Manav Chaudhary supervised by Prof. Vasudeva Varma Kalidindi received his Master of Science – Dual Degree in Lateral Computer Science and Engineering (LCD). Here’s a summary of his research work on You Can (Not) Trust: Reliability and Robustness of LLMs as Human-Like Annotators and Judges:
The rapid adoption of Large Language Models (LLMs) as tools for annotation and evaluation tasks in Natural Language Processing (NLP) has led to important questions about their reliability, robustness, and alignment with human expectations. This thesis investigates these concerns across three connected lines of inquiry: (1) the indistinguishability of LLM-generated annotations from human annotations, (2) human alignment and reliability of LLMs as subjective judges of language quality, and (3) the susceptibility of LLM-judges to misinformation attacks in evaluation settings.

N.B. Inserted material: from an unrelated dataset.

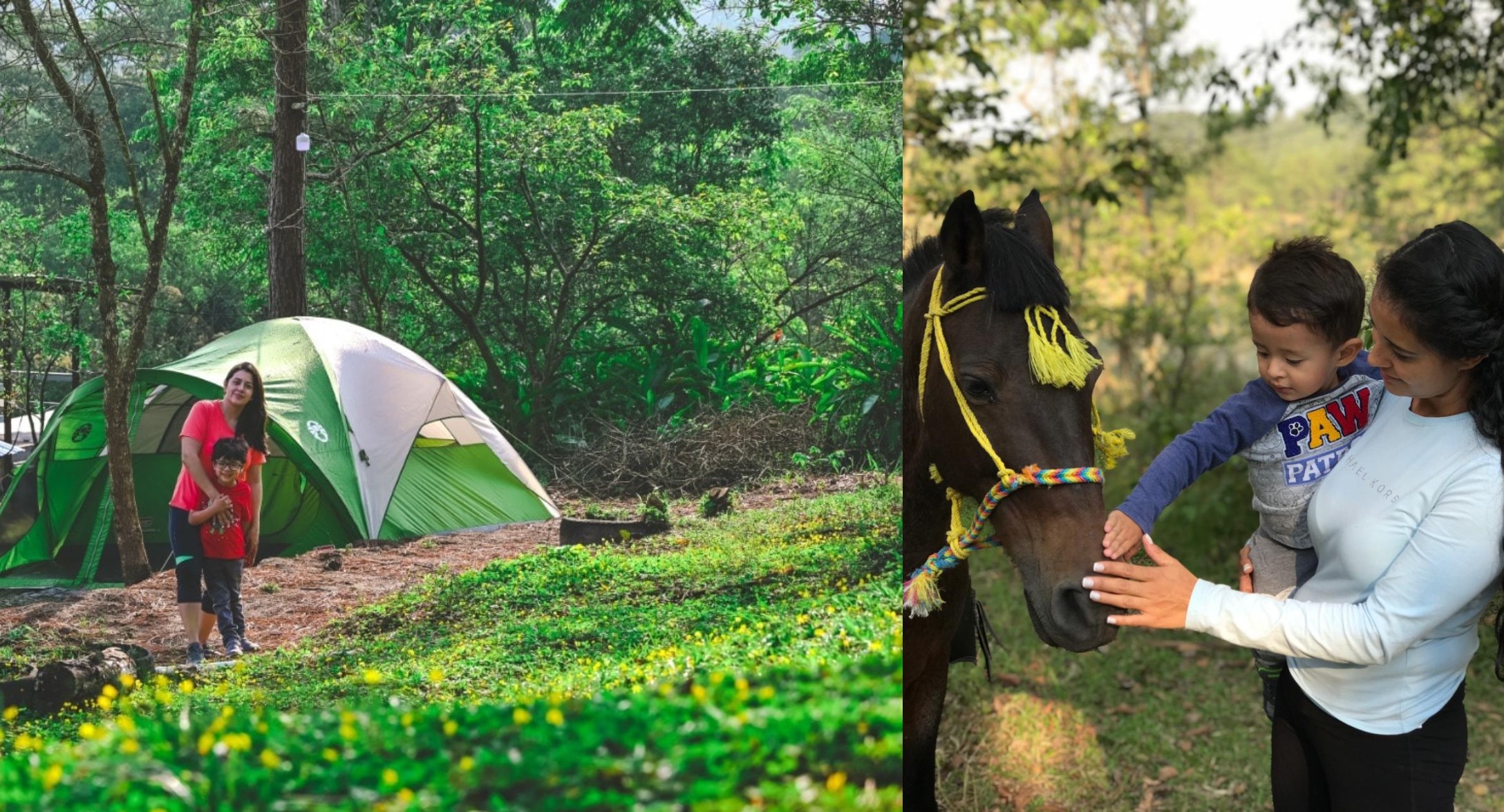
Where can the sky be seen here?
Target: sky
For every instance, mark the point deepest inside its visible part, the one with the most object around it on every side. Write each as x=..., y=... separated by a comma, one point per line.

In the first part of this thesis, we study whether annotations made by LLMs can be reliably distinguished from those created by humans. Previous research has claimed that LLMs behave as ‘human-like annotators’, motivating our work to rigorously test this hypothesis. We frame this as a classification task: Given a dataset of annotations, can a model detect their origin? Surprisingly, our findings indicate that even state-of-the-art classifiers achieve near-chance performance, with accuracy not exceeding 51\%. These results offer strong empirical evidence that LLMs produce annotations that are indistinguishable from human annotators in most settings, validating the ‘human-like’ claim from a discriminative modeling point of view.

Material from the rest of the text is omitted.